You could write an entire law review article on this tiny procedural dispute. In fact, several people already have (I suggest "Marie T. Reilly, Due Process in Public University Discipline Cases, 120 Penn. St. L. Rev. 1001 (2016)).
I don’t have the time nor the inclination to write a new one for you, but hopefully a few scraps of law will serve to placate you and educate our wider audience.
First, public universities must provide each student with due process of law under the 14th amendment (Regents of Univ. of Mich. v. Ewing, 474 U.D. 215, 223 (1985)). (Note, private universities are not held to this same standard.)
As I asserted above, due process in an educational setting means two things: 1. notice of the alleged violation, and 2. a right to an informal hearing (Goss v. Lopez, 419 U.S. 565 (1975)). In deciding what constitutes due process and how much due process is sufficient, courts will generally balance a number of factors, including the interests of the state (the university) and the student. In Mathews v. Eldridge the Supreme Court held that the burden on the state for providing notice and a right to a hearing was “extremely low” (Mathews v. Eldridge, 424 U.S. 319 (1976). Conversely, the stakes for students are very high (See e.g. Dixon v. Ala. State Bd. of Educ., 294 F.2d 150, 158 (5th Cir. 1961) holding that “without sufficient education the plaintiffs would not be able to earn an adequate livelihood”). Violating a student’s right to due process invalidates the school’s attempt to punish a student and if the case is dismissed with prejudice the university will also be barred from pursuing further punishment. While violating one prong of a student’s due process rights is enough to invalidate a punishment, making many small errors that would not by themselves constitute a violation can lead to an accumulation of errors that does violate due process (Furrey v. Temple University, 884 F.Supp. 2d 223 (E.D. Pa. 2012). These procedural requirements would have been the entire focus of an injunction hearing. The actual facts of the case (whether or not they did smoke) are not relevant until you get to the administrative hearing.

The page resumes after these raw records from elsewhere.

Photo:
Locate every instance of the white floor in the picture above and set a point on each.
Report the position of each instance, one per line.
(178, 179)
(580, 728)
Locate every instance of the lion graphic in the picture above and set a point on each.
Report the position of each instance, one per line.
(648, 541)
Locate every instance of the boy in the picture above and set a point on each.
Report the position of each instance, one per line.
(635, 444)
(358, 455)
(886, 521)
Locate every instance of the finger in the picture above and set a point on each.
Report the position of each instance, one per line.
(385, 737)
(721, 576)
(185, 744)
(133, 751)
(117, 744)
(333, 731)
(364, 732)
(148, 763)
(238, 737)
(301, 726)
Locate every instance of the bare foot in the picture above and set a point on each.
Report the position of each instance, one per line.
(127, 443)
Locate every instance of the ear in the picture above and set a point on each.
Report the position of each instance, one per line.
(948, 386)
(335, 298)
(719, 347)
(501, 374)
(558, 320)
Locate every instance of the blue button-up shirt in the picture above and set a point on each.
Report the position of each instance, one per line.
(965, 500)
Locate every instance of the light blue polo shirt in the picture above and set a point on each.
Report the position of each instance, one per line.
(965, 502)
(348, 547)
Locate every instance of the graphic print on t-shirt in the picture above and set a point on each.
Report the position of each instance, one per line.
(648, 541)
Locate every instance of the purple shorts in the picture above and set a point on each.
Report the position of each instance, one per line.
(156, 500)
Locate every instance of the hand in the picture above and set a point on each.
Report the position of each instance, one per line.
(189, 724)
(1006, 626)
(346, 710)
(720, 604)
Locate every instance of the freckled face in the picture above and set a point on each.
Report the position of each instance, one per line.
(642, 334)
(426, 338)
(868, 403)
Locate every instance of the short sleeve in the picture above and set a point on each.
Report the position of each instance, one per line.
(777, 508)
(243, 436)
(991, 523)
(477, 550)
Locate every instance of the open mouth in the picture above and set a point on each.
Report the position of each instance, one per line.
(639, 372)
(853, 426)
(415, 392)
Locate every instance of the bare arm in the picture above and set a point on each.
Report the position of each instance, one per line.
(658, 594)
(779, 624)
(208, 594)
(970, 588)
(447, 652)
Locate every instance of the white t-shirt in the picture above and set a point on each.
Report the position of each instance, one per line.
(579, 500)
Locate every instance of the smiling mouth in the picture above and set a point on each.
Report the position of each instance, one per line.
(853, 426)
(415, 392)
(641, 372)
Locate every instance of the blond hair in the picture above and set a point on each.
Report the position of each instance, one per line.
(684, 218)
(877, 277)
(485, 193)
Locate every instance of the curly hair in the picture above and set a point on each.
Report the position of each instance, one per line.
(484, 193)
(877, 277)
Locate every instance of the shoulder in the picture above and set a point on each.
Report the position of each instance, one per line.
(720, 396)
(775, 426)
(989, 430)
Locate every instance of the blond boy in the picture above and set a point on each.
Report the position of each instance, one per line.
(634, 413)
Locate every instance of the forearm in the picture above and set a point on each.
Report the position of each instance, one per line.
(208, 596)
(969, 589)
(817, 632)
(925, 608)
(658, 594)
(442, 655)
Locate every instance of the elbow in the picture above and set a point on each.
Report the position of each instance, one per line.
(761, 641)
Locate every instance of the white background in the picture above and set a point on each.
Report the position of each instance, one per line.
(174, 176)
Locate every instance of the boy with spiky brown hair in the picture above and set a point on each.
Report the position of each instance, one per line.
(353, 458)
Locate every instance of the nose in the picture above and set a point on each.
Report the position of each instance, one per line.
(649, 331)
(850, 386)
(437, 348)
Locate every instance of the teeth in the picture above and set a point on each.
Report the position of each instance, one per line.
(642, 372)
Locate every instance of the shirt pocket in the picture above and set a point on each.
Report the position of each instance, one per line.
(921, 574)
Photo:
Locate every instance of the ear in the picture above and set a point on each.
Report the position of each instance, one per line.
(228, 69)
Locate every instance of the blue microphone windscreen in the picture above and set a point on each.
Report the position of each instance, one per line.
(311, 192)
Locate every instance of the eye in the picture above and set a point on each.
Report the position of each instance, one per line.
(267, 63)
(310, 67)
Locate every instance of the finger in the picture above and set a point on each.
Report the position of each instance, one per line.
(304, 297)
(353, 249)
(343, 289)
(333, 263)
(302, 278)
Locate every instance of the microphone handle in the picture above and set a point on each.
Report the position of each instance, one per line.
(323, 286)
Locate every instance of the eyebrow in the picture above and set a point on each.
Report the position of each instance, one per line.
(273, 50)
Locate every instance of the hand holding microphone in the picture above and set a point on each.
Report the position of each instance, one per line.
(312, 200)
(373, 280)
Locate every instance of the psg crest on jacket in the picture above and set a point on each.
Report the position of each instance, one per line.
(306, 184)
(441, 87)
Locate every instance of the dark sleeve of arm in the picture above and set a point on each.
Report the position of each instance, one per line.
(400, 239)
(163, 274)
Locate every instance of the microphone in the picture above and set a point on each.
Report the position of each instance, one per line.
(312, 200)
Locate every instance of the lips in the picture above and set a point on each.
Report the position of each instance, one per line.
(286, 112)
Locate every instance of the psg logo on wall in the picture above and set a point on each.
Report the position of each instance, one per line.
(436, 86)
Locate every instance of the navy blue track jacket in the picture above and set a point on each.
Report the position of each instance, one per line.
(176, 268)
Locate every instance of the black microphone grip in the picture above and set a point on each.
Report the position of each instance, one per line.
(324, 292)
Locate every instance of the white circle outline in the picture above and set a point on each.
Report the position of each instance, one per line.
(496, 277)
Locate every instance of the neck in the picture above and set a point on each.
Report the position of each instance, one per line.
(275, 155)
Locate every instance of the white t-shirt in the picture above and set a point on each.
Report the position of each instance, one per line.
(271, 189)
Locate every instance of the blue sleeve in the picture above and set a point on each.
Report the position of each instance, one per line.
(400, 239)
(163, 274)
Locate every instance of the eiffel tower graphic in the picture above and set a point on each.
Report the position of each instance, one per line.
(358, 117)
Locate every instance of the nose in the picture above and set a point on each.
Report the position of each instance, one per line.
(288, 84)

Again, we are talking about students who have been admitted to a public university and have been given permission to play on the team. There is no inherent right to attend the university or play on the team, but once the university makes an affirmative action to admit the student and grant them permission to play on the team, the university becomes bound by its own administrative rules and regulations. At that point the student also has a “liberty and property interest in an education” sufficient to warrant due process protections (Woodis v. Westark Cmty. Coll., 160 F.3d 435, 440 (8th Cir. 1998).
So, to answer your question, yes. The university did not have a legal right to suspend the team prior to fulfilling the students’ due process rights.